Reunião de criação do NEABI-UFRJ contou com a participação do vice-reitor Carlos Frederico Leão Rocha 

A UFRJ deu mais um passo em direção à equidade étnica e racial. Foi aprovada na última semana a criação do Núcleo de Estudos Afro-brasileiros e Indígenas (NEABI), que será um órgão suplementar do Fórum de Ciência e Cultura da UFRJ. A decisão foi tomada por unanimidade durante a última reunião do Conselho Diretor da unidade, realizada no dia 7 de dezembro, e deve ser analisada no próximo encontro do Conselho Universitário da UFRJ.
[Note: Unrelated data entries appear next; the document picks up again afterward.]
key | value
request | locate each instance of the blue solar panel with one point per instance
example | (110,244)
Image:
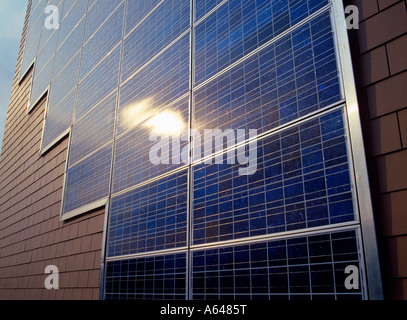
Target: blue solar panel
(152,217)
(99,83)
(88,181)
(133,163)
(302,180)
(300,268)
(59,119)
(239,27)
(100,121)
(159,29)
(162,81)
(158,278)
(290,78)
(103,41)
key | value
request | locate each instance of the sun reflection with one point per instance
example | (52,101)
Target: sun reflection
(167,123)
(137,113)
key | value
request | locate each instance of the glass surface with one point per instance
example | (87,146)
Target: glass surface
(88,181)
(301,180)
(152,217)
(290,78)
(283,269)
(153,278)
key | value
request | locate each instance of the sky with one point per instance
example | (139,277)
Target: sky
(12,14)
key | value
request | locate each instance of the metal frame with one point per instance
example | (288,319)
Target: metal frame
(373,272)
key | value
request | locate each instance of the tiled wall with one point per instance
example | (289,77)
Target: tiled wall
(31,234)
(380,60)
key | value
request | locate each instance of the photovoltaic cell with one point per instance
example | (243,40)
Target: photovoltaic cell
(164,80)
(301,268)
(102,42)
(65,82)
(98,14)
(133,162)
(150,218)
(137,11)
(302,180)
(152,278)
(159,29)
(202,7)
(288,79)
(239,27)
(41,82)
(69,49)
(88,181)
(72,17)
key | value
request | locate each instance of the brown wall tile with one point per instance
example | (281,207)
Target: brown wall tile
(384,135)
(392,171)
(383,27)
(402,116)
(387,96)
(397,50)
(373,66)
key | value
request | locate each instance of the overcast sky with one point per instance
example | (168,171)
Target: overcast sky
(12,14)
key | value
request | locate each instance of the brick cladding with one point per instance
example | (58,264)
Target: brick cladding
(379,50)
(31,233)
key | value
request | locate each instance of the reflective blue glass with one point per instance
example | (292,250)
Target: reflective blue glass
(162,81)
(97,15)
(165,24)
(99,83)
(59,119)
(285,192)
(284,269)
(202,7)
(153,278)
(100,121)
(149,218)
(103,41)
(134,161)
(64,83)
(239,27)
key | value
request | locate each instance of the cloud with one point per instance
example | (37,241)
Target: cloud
(10,22)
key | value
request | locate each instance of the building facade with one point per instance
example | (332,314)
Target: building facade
(206,150)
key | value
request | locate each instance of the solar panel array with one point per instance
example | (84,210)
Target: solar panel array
(193,228)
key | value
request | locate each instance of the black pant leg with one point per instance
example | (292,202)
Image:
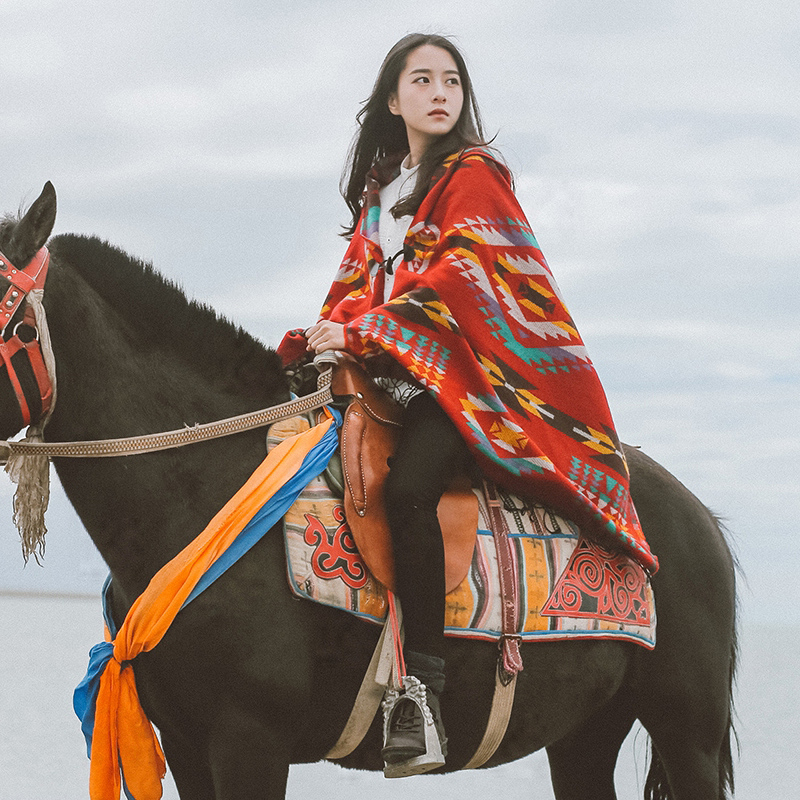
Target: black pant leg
(429,455)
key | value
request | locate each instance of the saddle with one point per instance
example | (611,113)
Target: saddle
(370,431)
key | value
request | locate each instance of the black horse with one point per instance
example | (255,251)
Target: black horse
(250,679)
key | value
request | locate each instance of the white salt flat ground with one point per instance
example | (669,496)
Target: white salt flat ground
(45,640)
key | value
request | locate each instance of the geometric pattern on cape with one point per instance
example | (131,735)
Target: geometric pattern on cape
(324,566)
(477,318)
(599,583)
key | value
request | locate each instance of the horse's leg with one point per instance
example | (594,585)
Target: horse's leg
(683,687)
(582,763)
(249,757)
(190,773)
(690,732)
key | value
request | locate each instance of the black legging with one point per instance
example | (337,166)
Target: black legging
(429,455)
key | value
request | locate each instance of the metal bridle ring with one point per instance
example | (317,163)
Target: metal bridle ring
(34,329)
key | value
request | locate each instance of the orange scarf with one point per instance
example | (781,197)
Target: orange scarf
(123,737)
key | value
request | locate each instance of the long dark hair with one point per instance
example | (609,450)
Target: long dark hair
(381,133)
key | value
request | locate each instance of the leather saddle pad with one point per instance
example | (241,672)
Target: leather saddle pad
(369,435)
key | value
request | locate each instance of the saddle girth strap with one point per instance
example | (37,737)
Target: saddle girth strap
(511,660)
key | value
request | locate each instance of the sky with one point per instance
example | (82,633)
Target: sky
(656,149)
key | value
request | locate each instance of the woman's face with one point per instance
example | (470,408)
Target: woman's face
(429,97)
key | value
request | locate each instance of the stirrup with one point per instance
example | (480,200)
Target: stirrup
(413,689)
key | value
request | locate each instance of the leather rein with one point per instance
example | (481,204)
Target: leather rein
(32,277)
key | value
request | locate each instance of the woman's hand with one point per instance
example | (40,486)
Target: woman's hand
(325,335)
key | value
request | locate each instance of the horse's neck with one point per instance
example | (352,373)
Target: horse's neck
(139,510)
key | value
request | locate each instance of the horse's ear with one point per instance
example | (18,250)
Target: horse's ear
(33,230)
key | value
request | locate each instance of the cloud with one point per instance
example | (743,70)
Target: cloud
(654,143)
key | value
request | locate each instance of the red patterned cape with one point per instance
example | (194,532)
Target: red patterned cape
(476,317)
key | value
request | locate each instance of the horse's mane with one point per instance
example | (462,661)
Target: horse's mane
(150,302)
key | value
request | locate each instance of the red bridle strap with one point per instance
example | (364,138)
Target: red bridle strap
(22,282)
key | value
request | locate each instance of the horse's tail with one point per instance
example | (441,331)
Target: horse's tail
(656,786)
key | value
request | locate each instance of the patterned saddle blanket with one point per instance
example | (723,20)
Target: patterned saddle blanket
(570,587)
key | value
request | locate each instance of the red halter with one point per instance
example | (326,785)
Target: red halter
(22,282)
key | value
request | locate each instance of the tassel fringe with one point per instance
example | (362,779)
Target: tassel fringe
(31,474)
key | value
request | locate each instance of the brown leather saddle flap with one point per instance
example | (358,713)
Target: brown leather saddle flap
(369,435)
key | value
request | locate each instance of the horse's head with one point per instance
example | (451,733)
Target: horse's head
(21,255)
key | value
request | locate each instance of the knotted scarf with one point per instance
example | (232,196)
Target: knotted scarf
(122,743)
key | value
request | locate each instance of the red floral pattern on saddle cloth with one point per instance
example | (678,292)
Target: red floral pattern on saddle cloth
(570,587)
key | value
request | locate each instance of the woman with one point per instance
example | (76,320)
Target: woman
(445,294)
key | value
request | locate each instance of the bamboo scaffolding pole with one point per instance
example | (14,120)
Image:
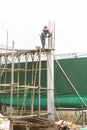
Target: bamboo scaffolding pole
(12,80)
(25,93)
(18,81)
(39,84)
(32,104)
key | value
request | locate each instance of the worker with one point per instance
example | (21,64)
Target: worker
(45,33)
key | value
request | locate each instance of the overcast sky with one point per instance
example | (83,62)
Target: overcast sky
(24,20)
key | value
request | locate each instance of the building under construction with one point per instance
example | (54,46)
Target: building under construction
(36,83)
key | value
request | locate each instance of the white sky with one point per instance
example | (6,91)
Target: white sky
(24,20)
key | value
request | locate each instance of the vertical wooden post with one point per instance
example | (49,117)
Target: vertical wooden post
(12,80)
(50,80)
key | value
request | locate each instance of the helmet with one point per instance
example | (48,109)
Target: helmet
(45,28)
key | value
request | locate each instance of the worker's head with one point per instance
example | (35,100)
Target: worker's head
(45,28)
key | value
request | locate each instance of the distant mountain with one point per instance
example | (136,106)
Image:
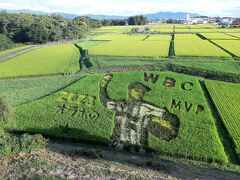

“A criação do NEABI é um acontecimento histórico. É uma felicidade que o Núcleo esteja a partir de agora vinculado ao Fórum, um órgão interdisciplinar, que é voltado para a relação entre Universidade e sociedade”, afirmou a professora Tatiana Roque, coordenadora do Fórum.

As ações do Núcleo serão voltadas para a valorização das culturas negra e indígena, a superação do racismo e de outras formas de discriminação, além da ampliação e consolidação da cidadania e dos direitos das populações negras e indígenas. “Queremos reunir pessoas de diferentes áreas - artes, história, ciências exatas, saúde, direito e tantas outras - para que possamos pensar juntos como seria possível abordar nosso currículo, nossas pesquisas e atividades de extensão de modo antirracista, que valorize a comunidade indígena e preze por essa comunidade em sua plurietnicidade, que defenda seus direitos e os direitos das comunidades negras e quilombolas”, afirmou Gracyelle Costa, coordenadora provisória do NEABI-UFRJ e docente da Escola de Serviço Social (ESS-UFRJ).

O caráter transversal da proposta do Núcleo também foi destacado por Tatiana Roque: “O NEABI não irá restringir seu trabalho de combate ao racismo e incorporação de referências não-eurocêntricas somente às áreas sociais ou humanas. Essa é uma característica muito importante. O projeto é que essa desconstrução de referências canônicas, muitas delas racistas, seja feita em todas as áreas do conhecimento representadas no Fórum, como a biologia, a matemática, a física. Todas essas áreas estarão envolvidas nos objetivos do NEABI. Isso é absolutamente essencial neste momento da história do país”, completou Tatiana Roque.

Sobre o NEABI

O Núcleo irá promover atividades de ensino, pesquisa e extensão visando à promoção da equidade étnica e racial, e será composto por estudantes, servidores e colaboradores. “O NEABI é de todos nós da UFRJ. Todas as pessoas que têm interesse em transformar nossa sociedade em uma sociedade menos injusta do ponto de vista racial e étnico podem compor o Núcleo”, apontou Gracyelle Costa.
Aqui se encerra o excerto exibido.